Anderson has described the barber’s practice of displaying not only photographs indicating potential cuts but also portraits of key black figures from history, and from the worlds of sport and entertainment. In Barbershop they appear as blocks of colour on the canvas. In a large, horizontal collage that appears in the NAE exhibition we identified several famous figures: Martin Luther King, Jr. and Malcolm X appear alongside Michael Jackson and Lieutenant Uhura from Star Trek, one of the first African American protagonists to appear on American television. This constellation of references would have served to construct a group identity for the community gathered in the barbershop, so that the community developed a sense of identity via points of reference from different periods and places. In Anderson’s work these iconic figures from history and culture suggest the major narrative of history, but they appear alongside more minor histories embodied in family snapshots or blurred outlines of anonymous people. Unknown names are as much a part of this history as famous ones; in this arrangement, as on the barbershop mirror, personal and group histories collide.

WEB Hurvin Anderson, Is It Ok To Be Black (2016), Courtesy of the artist and Thomas Dane Gallery, London

Hurvin Anderson, Is It Okay To Be Black?, 2016

Many of the paintings in the NAE exhibition, including its centrepiece, Is It Okay To Be Black (2016) are based on this preliminary collage, which in turn developed out of that earlier painting. They repeat its forms, composition, and imagery to a greater or lesser degree, verging from those that retain some semblance of the barbershop setting to those that reduce the scene to abstract geometric forms. Across several new works, the space of the barbershop is re-imagined and reformed, just as places from our past are reshaped in our memory. The arrangement of photographs in the collage appears in the paintings a series of shapes, some retaining definition and clarity and others rendered as hazy outlines. In the more abstract renderings, the students observed references to the rhythms, sounds, and colours that can evoke places and sensations from the past. In the repetition of forms that fade in and out of visibility, the paintings thus seem to echo the structures and experiences of memory.

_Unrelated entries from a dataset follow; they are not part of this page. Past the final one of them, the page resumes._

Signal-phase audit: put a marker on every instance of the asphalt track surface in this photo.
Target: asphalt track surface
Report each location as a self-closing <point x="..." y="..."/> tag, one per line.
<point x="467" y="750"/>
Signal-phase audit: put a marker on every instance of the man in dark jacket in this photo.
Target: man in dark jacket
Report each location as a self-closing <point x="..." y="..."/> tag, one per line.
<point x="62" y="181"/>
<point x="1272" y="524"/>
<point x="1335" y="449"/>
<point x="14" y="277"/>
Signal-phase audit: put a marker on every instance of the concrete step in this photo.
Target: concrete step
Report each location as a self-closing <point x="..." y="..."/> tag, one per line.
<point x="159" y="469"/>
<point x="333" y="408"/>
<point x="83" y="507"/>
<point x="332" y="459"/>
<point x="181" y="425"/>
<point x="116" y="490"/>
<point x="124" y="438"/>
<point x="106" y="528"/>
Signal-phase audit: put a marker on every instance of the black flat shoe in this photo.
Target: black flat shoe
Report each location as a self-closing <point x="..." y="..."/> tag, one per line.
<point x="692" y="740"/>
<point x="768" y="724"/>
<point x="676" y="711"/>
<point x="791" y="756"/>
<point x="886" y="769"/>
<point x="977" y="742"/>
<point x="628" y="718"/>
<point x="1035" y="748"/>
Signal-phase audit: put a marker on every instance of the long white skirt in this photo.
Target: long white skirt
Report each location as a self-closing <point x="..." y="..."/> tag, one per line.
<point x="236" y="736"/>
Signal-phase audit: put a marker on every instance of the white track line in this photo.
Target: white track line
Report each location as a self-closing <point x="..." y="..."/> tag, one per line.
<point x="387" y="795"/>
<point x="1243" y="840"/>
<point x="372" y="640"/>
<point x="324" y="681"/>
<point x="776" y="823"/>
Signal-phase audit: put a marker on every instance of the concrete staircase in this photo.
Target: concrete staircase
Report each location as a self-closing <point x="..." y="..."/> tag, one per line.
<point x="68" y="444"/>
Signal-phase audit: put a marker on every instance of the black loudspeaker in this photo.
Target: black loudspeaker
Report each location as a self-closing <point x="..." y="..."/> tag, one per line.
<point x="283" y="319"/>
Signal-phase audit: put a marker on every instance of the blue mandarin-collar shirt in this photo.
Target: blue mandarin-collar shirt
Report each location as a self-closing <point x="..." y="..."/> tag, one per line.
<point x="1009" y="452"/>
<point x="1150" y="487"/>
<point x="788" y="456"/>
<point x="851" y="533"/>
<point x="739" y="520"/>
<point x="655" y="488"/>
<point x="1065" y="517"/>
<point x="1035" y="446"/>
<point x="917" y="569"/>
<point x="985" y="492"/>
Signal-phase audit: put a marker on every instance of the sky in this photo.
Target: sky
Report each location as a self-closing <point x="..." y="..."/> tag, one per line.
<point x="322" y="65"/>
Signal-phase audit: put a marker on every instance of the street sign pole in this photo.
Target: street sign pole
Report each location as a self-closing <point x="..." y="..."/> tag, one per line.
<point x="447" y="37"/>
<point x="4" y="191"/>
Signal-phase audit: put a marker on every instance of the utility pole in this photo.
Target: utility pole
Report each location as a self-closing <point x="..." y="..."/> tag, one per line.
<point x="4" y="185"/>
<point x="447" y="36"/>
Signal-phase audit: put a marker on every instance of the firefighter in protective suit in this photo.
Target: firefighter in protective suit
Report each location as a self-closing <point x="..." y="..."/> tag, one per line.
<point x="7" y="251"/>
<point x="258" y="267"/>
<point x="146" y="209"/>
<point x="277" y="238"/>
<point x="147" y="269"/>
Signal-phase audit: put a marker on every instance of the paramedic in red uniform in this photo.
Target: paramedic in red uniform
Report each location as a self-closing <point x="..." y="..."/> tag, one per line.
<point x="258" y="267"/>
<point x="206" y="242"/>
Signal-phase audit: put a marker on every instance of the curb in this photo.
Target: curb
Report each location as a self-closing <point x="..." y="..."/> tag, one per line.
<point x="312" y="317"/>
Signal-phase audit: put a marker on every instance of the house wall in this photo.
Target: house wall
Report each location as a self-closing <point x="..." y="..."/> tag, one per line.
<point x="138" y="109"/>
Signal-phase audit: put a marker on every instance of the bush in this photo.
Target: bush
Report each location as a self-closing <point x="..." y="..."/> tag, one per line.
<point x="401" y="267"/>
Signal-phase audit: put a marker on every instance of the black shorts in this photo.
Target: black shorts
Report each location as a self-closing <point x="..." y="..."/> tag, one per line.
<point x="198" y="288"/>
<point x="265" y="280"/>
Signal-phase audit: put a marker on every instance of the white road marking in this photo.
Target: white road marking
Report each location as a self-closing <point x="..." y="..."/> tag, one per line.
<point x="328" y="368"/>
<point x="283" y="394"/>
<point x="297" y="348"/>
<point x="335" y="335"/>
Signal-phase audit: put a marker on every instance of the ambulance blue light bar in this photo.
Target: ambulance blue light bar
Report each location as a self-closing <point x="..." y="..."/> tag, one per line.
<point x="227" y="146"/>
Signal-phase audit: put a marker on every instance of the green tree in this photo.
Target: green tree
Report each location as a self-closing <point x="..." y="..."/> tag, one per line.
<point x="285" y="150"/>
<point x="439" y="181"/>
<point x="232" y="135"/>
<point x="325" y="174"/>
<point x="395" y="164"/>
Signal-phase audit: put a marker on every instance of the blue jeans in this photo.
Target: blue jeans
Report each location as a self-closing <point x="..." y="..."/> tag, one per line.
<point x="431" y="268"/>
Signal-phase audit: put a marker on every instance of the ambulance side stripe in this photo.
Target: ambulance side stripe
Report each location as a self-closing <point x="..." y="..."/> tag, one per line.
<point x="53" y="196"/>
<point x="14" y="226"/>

Sutton Trust students at the exhibition

Sutton Trust students at New Art Exchange

Among the group, the art sparked discussions about how we remember and forget, and how both processes can depend on our present surroundings. We talked about the ways in which our present selves are constituted from these fleeting past recollections as well as from those historic and cultural references that we inherit from our parents, community, and wider cultural group. As Anderson’s works reveal, identity is a many-layered thing that exists in multiple places and times; belonging can come in many forms. Now more than ever, this seems crucial.

Dr Lucy Bradnock (Assistant Professor, History of Art)

Hurvin Anderson: Dub Versions is at New Art Exchange until 18 September 2016.